The short answer is, pretty well. But that’s not really the point.
In a previous post I complained about various ways of collapsing data before plotting it. Although this is useful at times, and inevitable to varying degrees, the main danger is the risk of inflating how strong an effect seems. So that’s the point about teen test scores and adult income.
If someone told you that the test scores people get in their late teens were highly correlated with their incomes later in life, you probably wouldn’t be surprised. If I said the correlation was .35, on a scale of 0 to 1, that would seem like a strong relationship. And it is. That’s what I got using the National Longitudinal Survey of Youth. I compared the Armed Forces Qualifying Test scores, taken in 1999, when the respondents were ages 15-19 with their household income in 2011, when they were 27-31.*
Here is the linear fit between between these two measures, with the 95% confidence interval shaded, showing just how confident we can be in this incredibly strong relationship:
That’s definitely enough for a screaming headline, “How your kids’ test scores tell you whether they will be rich or poor.” And it is a very strong relationship – that correlation of .35 means AFQT explains 12% of the variation in household income.

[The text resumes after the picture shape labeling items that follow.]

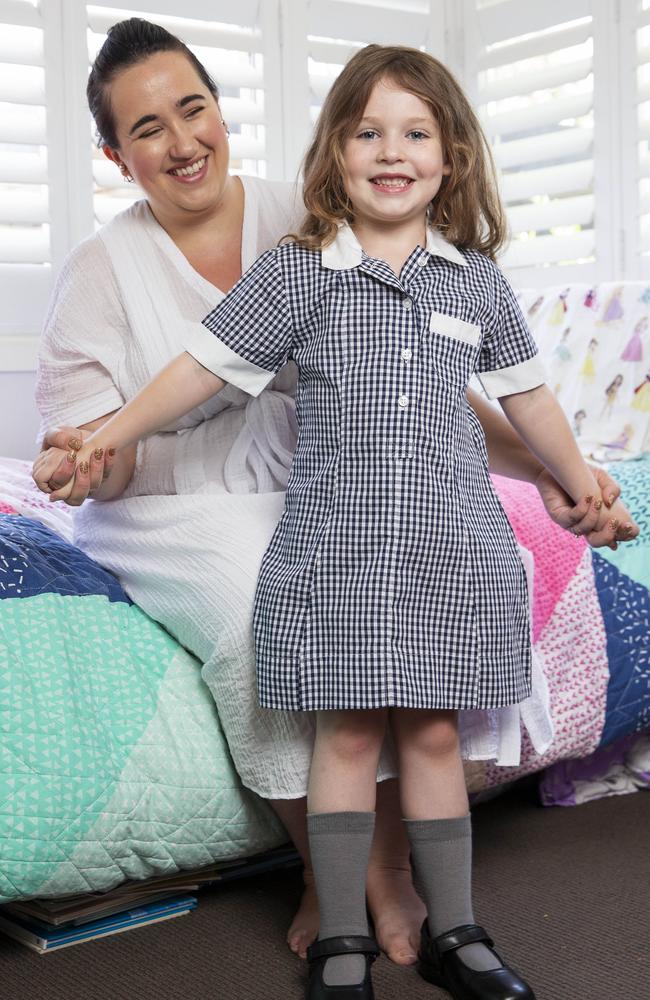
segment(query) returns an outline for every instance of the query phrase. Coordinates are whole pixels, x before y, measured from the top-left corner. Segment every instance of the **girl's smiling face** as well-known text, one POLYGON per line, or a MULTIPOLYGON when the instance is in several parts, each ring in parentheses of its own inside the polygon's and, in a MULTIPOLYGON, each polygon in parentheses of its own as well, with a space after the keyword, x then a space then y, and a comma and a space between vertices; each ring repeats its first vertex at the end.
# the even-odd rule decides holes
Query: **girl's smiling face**
POLYGON ((219 105, 188 59, 158 52, 119 73, 109 99, 119 149, 105 148, 143 189, 158 220, 218 206, 228 181, 219 105))
POLYGON ((355 227, 421 225, 451 169, 429 105, 390 79, 371 91, 343 163, 355 227))

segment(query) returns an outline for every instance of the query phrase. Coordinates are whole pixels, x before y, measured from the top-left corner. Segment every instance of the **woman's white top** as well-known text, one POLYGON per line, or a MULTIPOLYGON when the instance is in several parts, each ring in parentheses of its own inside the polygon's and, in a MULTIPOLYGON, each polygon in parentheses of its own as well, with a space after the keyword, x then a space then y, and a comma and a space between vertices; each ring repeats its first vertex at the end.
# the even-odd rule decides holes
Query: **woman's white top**
MULTIPOLYGON (((242 182, 243 272, 295 231, 303 209, 293 185, 242 182)), ((222 298, 146 202, 122 212, 73 251, 55 288, 36 391, 43 428, 117 409, 222 298)), ((252 636, 259 566, 295 446, 294 388, 292 364, 257 399, 227 386, 139 446, 121 497, 75 511, 77 544, 201 661, 243 783, 272 799, 306 794, 313 746, 310 713, 260 708, 252 636)), ((467 713, 469 756, 516 763, 519 711, 503 712, 467 713)), ((387 750, 379 776, 394 773, 387 750)))

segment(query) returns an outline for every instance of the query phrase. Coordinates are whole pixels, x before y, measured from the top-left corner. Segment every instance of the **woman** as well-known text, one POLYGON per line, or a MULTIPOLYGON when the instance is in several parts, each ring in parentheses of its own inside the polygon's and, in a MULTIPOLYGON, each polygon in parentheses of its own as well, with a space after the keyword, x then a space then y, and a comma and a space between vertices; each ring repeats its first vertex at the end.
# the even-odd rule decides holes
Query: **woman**
MULTIPOLYGON (((44 490, 70 480, 74 455, 60 449, 74 450, 75 439, 178 354, 187 324, 296 222, 288 185, 229 176, 216 88, 167 32, 138 19, 116 25, 88 96, 106 156, 137 180, 146 201, 78 247, 55 289, 37 399, 45 426, 67 426, 45 434, 34 470, 44 490)), ((81 504, 90 491, 95 501, 119 498, 83 506, 77 543, 204 663, 244 784, 269 799, 308 861, 311 720, 258 707, 250 639, 257 570, 282 510, 295 440, 293 384, 288 366, 258 399, 228 387, 137 451, 96 454, 90 468, 77 469, 68 503, 81 504)), ((569 508, 505 420, 474 397, 472 404, 494 471, 535 481, 551 516, 588 534, 593 499, 569 508)), ((606 477, 601 485, 618 495, 606 477)), ((590 540, 616 545, 624 537, 617 523, 590 540)), ((380 777, 390 773, 384 761, 380 777)), ((379 943, 406 964, 415 960, 423 911, 394 785, 380 786, 368 898, 379 943)), ((304 955, 316 930, 307 875, 289 931, 293 950, 304 955)))

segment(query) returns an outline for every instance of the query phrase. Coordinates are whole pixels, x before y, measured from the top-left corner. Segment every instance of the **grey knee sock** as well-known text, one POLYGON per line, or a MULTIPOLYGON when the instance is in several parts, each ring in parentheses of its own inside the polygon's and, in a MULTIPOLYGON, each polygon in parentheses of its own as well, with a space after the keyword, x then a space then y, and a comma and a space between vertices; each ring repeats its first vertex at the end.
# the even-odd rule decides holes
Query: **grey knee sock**
MULTIPOLYGON (((309 850, 320 911, 319 941, 368 933, 366 877, 374 812, 310 813, 309 850)), ((326 986, 352 986, 365 975, 363 955, 336 955, 323 968, 326 986)))
MULTIPOLYGON (((470 816, 404 822, 431 936, 460 924, 473 924, 470 816)), ((501 967, 483 944, 466 944, 458 951, 470 969, 486 972, 501 967)))

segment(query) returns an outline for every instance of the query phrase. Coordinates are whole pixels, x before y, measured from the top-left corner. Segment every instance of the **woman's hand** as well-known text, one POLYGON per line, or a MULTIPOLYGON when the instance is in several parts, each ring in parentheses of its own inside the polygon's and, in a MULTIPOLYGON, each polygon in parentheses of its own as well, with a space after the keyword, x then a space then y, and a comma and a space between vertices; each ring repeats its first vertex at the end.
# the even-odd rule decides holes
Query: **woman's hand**
POLYGON ((574 535, 584 535, 593 548, 607 545, 610 549, 618 548, 618 542, 631 541, 639 534, 639 526, 630 516, 625 504, 619 500, 621 488, 605 469, 590 465, 598 487, 600 497, 584 497, 575 504, 555 481, 547 469, 542 469, 535 480, 546 512, 559 524, 574 535), (607 508, 603 511, 603 505, 607 508), (606 513, 606 516, 605 516, 606 513))
POLYGON ((53 427, 43 438, 42 451, 32 467, 32 478, 51 500, 65 500, 72 507, 99 489, 108 478, 115 452, 97 449, 77 463, 77 455, 91 431, 78 427, 53 427), (111 453, 112 452, 112 453, 111 453))

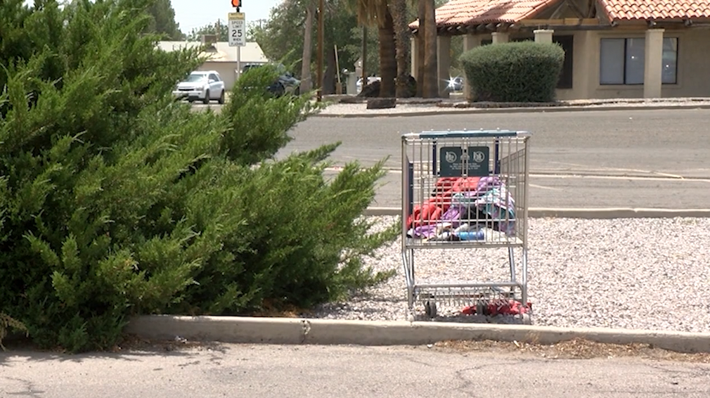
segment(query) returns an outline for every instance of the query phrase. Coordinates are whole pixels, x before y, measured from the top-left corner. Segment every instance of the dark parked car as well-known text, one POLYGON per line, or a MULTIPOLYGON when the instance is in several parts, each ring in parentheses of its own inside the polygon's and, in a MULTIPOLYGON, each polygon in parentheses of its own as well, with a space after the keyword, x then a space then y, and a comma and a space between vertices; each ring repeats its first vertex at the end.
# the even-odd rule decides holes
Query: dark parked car
MULTIPOLYGON (((241 72, 244 73, 250 69, 261 65, 262 64, 246 65, 242 68, 241 72)), ((278 78, 266 87, 266 90, 276 97, 280 97, 286 93, 298 95, 300 93, 301 81, 295 78, 290 72, 286 70, 285 67, 281 64, 276 65, 276 70, 279 73, 278 78)))

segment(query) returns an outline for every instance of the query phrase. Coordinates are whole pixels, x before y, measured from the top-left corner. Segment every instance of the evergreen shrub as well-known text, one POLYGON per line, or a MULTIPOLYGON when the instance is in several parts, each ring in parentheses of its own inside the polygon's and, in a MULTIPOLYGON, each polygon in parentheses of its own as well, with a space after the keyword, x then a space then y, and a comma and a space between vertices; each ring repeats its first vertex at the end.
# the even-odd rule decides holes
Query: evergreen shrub
POLYGON ((133 315, 307 308, 390 276, 362 262, 395 235, 360 216, 382 163, 329 181, 337 143, 277 158, 311 108, 266 92, 273 69, 219 113, 176 101, 204 60, 141 33, 151 3, 0 2, 0 331, 100 350, 133 315))

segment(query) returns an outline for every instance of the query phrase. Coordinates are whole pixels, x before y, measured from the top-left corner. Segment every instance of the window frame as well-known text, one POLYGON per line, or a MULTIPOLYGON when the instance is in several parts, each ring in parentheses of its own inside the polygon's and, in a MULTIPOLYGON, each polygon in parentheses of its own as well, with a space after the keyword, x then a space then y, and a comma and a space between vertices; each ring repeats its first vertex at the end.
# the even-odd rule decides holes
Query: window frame
MULTIPOLYGON (((638 38, 643 38, 644 40, 645 40, 645 38, 640 38, 640 37, 622 37, 622 38, 619 38, 619 37, 608 37, 608 38, 601 38, 599 39, 599 83, 600 86, 604 86, 604 87, 608 87, 608 86, 630 86, 630 87, 641 86, 641 87, 643 87, 643 81, 641 82, 640 82, 640 83, 628 83, 628 82, 626 82, 628 80, 628 76, 627 75, 627 70, 628 70, 628 68, 627 68, 627 60, 628 59, 628 41, 630 39, 638 39, 638 38), (622 69, 622 71, 623 71, 623 82, 621 82, 621 83, 604 83, 604 82, 602 82, 602 80, 601 80, 601 67, 602 67, 602 65, 601 65, 601 48, 602 48, 602 45, 601 45, 601 43, 605 40, 610 40, 610 41, 621 40, 621 41, 623 41, 623 63, 621 65, 621 69, 622 69)), ((673 82, 663 82, 662 69, 662 70, 661 70, 661 72, 662 72, 662 75, 661 75, 661 85, 676 85, 678 84, 678 58, 679 58, 678 57, 678 54, 680 52, 680 40, 679 40, 679 38, 677 36, 671 36, 671 37, 664 37, 663 38, 663 41, 665 41, 666 39, 671 39, 671 40, 673 40, 673 41, 675 41, 675 65, 674 65, 674 69, 675 72, 674 73, 674 76, 673 76, 673 77, 674 77, 673 82)), ((644 57, 645 57, 645 48, 644 48, 644 57)), ((661 57, 661 62, 662 63, 662 60, 663 60, 663 58, 662 58, 662 57, 661 57)), ((663 68, 663 64, 662 63, 661 64, 661 68, 663 68)), ((645 68, 645 64, 644 64, 644 68, 645 68)))

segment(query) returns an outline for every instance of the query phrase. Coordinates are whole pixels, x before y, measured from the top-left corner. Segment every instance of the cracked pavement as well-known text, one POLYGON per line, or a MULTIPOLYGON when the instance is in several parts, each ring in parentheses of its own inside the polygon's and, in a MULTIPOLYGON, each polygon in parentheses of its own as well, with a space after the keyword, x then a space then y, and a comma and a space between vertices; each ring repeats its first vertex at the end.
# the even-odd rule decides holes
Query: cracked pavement
POLYGON ((0 353, 0 397, 705 397, 710 365, 437 347, 217 345, 0 353))

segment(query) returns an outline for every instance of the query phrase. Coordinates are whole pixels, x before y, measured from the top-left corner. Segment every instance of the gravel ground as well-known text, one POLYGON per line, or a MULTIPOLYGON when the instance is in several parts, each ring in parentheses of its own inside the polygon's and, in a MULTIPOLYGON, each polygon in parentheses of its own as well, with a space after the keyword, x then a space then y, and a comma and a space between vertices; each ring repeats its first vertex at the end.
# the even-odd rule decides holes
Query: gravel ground
MULTIPOLYGON (((394 222, 378 217, 378 225, 394 222)), ((529 220, 528 289, 534 325, 689 332, 710 330, 710 219, 538 219, 529 220)), ((429 249, 416 252, 417 282, 505 278, 507 250, 429 249), (466 264, 461 259, 476 259, 466 264), (475 265, 471 263, 475 262, 475 265), (470 276, 466 277, 466 274, 470 276)), ((311 318, 408 319, 400 242, 368 260, 395 269, 386 283, 348 302, 317 308, 311 318)), ((501 279, 498 279, 501 280, 501 279)), ((517 322, 460 314, 439 303, 439 321, 517 322)), ((423 308, 415 307, 417 319, 423 308)))
MULTIPOLYGON (((457 101, 460 102, 460 101, 457 101)), ((584 103, 582 100, 569 101, 570 103, 584 103)), ((625 107, 642 107, 650 105, 658 106, 665 105, 669 107, 686 105, 707 106, 710 105, 710 99, 699 100, 697 99, 667 99, 667 100, 653 100, 648 101, 630 101, 628 100, 609 100, 605 101, 596 101, 591 104, 585 104, 586 108, 604 109, 608 107, 618 107, 623 105, 625 107), (601 103, 599 103, 601 102, 601 103)), ((574 108, 583 107, 575 106, 574 108)), ((322 109, 319 114, 322 115, 348 115, 348 114, 410 114, 417 112, 470 112, 476 108, 457 108, 452 107, 437 107, 433 104, 398 104, 396 108, 388 109, 368 109, 366 104, 333 104, 329 105, 325 109, 322 109)))

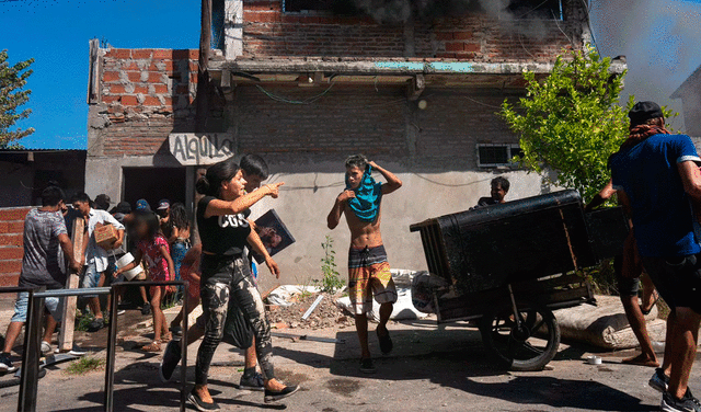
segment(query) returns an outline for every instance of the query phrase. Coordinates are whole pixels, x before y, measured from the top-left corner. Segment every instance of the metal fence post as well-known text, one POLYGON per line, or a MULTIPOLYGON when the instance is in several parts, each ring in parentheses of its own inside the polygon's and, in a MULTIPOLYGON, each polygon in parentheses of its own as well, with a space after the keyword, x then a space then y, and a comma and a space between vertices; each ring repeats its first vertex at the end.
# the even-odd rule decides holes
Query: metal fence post
POLYGON ((188 283, 185 281, 184 283, 184 294, 183 294, 183 337, 181 339, 181 367, 180 367, 180 412, 185 412, 185 404, 187 404, 187 319, 189 318, 187 313, 188 309, 188 283))
POLYGON ((44 314, 44 298, 30 291, 26 321, 24 323, 24 351, 20 375, 20 399, 18 411, 36 410, 36 393, 39 379, 41 328, 44 314))
POLYGON ((107 334, 107 359, 105 360, 105 412, 112 412, 114 409, 114 363, 115 363, 115 345, 117 341, 117 288, 113 287, 110 291, 112 302, 110 305, 110 329, 107 334))

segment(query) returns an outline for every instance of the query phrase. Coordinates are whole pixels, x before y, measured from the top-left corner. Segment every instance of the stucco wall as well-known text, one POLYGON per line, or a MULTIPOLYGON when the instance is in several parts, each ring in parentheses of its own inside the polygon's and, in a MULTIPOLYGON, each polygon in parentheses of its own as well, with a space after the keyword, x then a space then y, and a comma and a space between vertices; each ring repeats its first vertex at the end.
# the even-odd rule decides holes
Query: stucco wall
MULTIPOLYGON (((397 163, 382 163, 395 172, 403 182, 398 192, 382 202, 382 237, 389 253, 390 264, 398 268, 426 270, 426 261, 418 233, 411 233, 409 226, 430 217, 466 210, 474 206, 482 196, 489 196, 490 181, 499 173, 491 172, 421 172, 413 173, 397 163)), ((326 216, 335 197, 343 190, 343 163, 314 164, 320 170, 337 172, 314 173, 309 167, 273 164, 273 170, 289 170, 276 173, 269 182, 285 182, 277 199, 265 198, 253 208, 253 218, 275 208, 297 242, 279 252, 275 260, 283 276, 275 281, 266 268, 260 277, 263 289, 279 283, 306 283, 319 278, 323 251, 321 243, 326 234, 334 239, 336 263, 340 273, 346 276, 347 250, 350 242, 345 220, 335 229, 326 227, 326 216)), ((512 190, 507 199, 517 199, 541 194, 541 178, 524 171, 503 174, 509 179, 512 190)), ((382 178, 378 174, 377 180, 382 178)))

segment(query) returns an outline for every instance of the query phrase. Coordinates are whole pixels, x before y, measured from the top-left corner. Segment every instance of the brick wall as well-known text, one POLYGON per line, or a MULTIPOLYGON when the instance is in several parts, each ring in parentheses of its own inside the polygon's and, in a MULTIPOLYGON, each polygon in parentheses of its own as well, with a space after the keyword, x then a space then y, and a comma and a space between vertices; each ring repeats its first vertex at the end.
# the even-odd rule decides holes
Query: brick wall
POLYGON ((148 156, 193 122, 197 50, 105 49, 100 70, 102 150, 91 156, 148 156))
POLYGON ((499 21, 480 12, 403 24, 369 16, 284 13, 280 0, 243 0, 243 58, 552 61, 582 45, 585 12, 564 0, 564 21, 499 21))
POLYGON ((0 286, 16 286, 22 270, 22 234, 30 207, 0 208, 0 286))

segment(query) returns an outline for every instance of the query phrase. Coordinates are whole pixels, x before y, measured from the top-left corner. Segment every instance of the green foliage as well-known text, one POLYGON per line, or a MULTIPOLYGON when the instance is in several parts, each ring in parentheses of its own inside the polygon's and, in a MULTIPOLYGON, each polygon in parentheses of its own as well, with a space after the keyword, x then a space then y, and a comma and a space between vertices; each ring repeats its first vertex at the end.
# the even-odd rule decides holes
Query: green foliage
POLYGON ((501 111, 520 136, 522 156, 514 161, 549 183, 578 190, 585 199, 608 183, 608 158, 628 137, 628 111, 634 104, 631 96, 621 106, 625 72, 613 75, 610 66, 609 57, 601 58, 588 46, 566 52, 543 81, 524 72, 526 98, 518 107, 505 101, 501 111))
MULTIPOLYGON (((20 110, 30 100, 31 90, 23 90, 27 78, 32 75, 28 68, 34 59, 20 61, 14 66, 8 62, 8 50, 0 52, 0 148, 11 145, 34 133, 34 128, 24 130, 10 128, 23 118, 27 118, 32 110, 20 110)), ((16 144, 15 144, 16 145, 16 144)))
POLYGON ((334 293, 344 285, 341 275, 336 270, 336 251, 333 250, 333 238, 326 234, 326 240, 321 243, 324 250, 324 256, 321 259, 321 289, 327 293, 334 293))
POLYGON ((89 371, 97 370, 105 364, 103 359, 95 357, 83 356, 78 360, 71 362, 66 368, 68 375, 85 375, 89 371))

But take heart, ye parents in the age of uncertainty: 12% of the variation leaves a lot left over. This variable can’t account for how creative your children are, how sociable, how attractive, how driven, how entitled, how connected, or how White they may be. To get a sense of all the other things that matter, here is the same data, with the same regression line, but now with all 5,248 individual points plotted as well (which means we have to rescale the y-axis):
Each dot is a person’s life — or two aspects of it, anyway — with the virtually infinite sources of variability that make up the wonder of social existence. All of a sudden that strong relationship doesn’t feel like something you can bank on with any given individual. Yes, there are very few people from the bottom of the test-score distribution who are now in the richest households (those clipped by the survey’s topcode and pegged at 3 on my scale), and hardly anyone from the top of the test-score distribution who is now completely broke.
But I would guess that for most kids a better predictor of future income would be spending an hour interviewing their parents and high school teachers, or spending a day getting to know them as a teenager. But that’s just a guess (and that’s an inefficient way to capture large-scale patterns).
I’m not here to argue about how much various measures matter for future income, or whether there is such a thing as general intelligence, or how heritable it is (my opinion is that a test such as this, at this age, measures what people have learned much more than a disposition toward learning inherent at birth). I just want to give a visual example of how even a very strong relationship in social science usually represents a very messy reality.
* I actually used something similar to AFQT: the variable ASVAB, which combines tests of mathematical knowledge, arithmetic reasoning, word knowledge, and paragraph comprehension, and scales them from 0 to 100. For household income, I used a measure of household income relative to the poverty line (adjusted for household size), plus one, and transformed by natural log. I used household income because some good test-takers might marry someone with a high income, or have fewer people in their households — good decisions if your goal is maximizing household income per person.